Pero hay que recordar también que el islam, al igual que otras religiones o sistemas comunitarios de creencias, no habla y no mata. No se trata -aclarémoslo en seguida- de sacudirse el problema de encima con un relativismo cultural políticamente correcto: “las creencias son buenas, los malos son los creyentes”. Hay creencias (la supremacía aria, por ejemplo) que son malas en sí mismas y que nada tienen de respetables, y ningún nazi individual puede hacerlas respetables. Pero el islam, como el cristianismo, no es solamente una ideología: es un conjunto de discursos (muy contradictorios), prácticas y costumbres constantemente reelaborados y resignificados por una historia viva que Al-Baghdadi -como Aznar- quieren inútilmente negar. El islam no habla; hablan los musulmanes a partir de las relaciones sociales, económicas, políticas que fijan, como en el caso de cualquier otro ser humano, los límites de su libertad. Cuando un musulmán cree en la libertad, en la dignidad, en la justicia, en la bondad, tiene las dos mismas altenativas que un cristiano: la de considerar su religión un obstáculo y romper con ella o la de buscar esos valores en la cultura en la que ha nacido. Cuando un musulmán quiere matar a su mujer o negarle la sal a su vecino, puede encontrar, como un cristiano, justificación en una fatwa. Pero son millones y millones de musulmanes los que creen estar observando los preceptos del islam cuando respetan rutinariamente a los otros, defienden la ética común o reivindican justicia y democracia. La islamofobia niega la existencia de estos millones y millones de musulmanes, lo que -como sabemos- suele preceder, acompañar o justificar intervenciones militares extranjeras y dictaduras locales. La OTAN, EEUU, la UE, Rusia, Al Asad, Al Sisi (y paradójicamente un sector de la izquierda árabe y mundial) comparten todos, con agendas diferentes, esta islamofobia interesada.

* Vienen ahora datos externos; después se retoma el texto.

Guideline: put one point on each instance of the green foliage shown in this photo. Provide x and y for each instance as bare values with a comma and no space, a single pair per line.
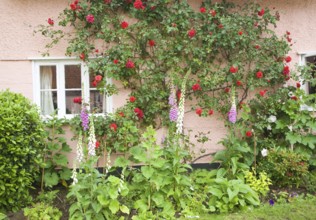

Mucho cuidado: la islamofobia es el equivalente en el espejo del islamismo yihadista. Sus discursos esencialistas funcionan de la misma manera, se alimentan recíprocamente y conducen a los mismos crímenes. Si queremos vencer al segundo, tenemos que luchar también contra el primero. Defender España no implica enrolarse en el ejército. Hay que defenderla de sus oligarquías económicas, sus políticos y de sus medios de comunicación, y ello para recuperar la democracia en el interior y un poco de sensatez, justicia y tolerancia en el exterior.
(*) Santiago Alba Rico. Filósofo y columnista.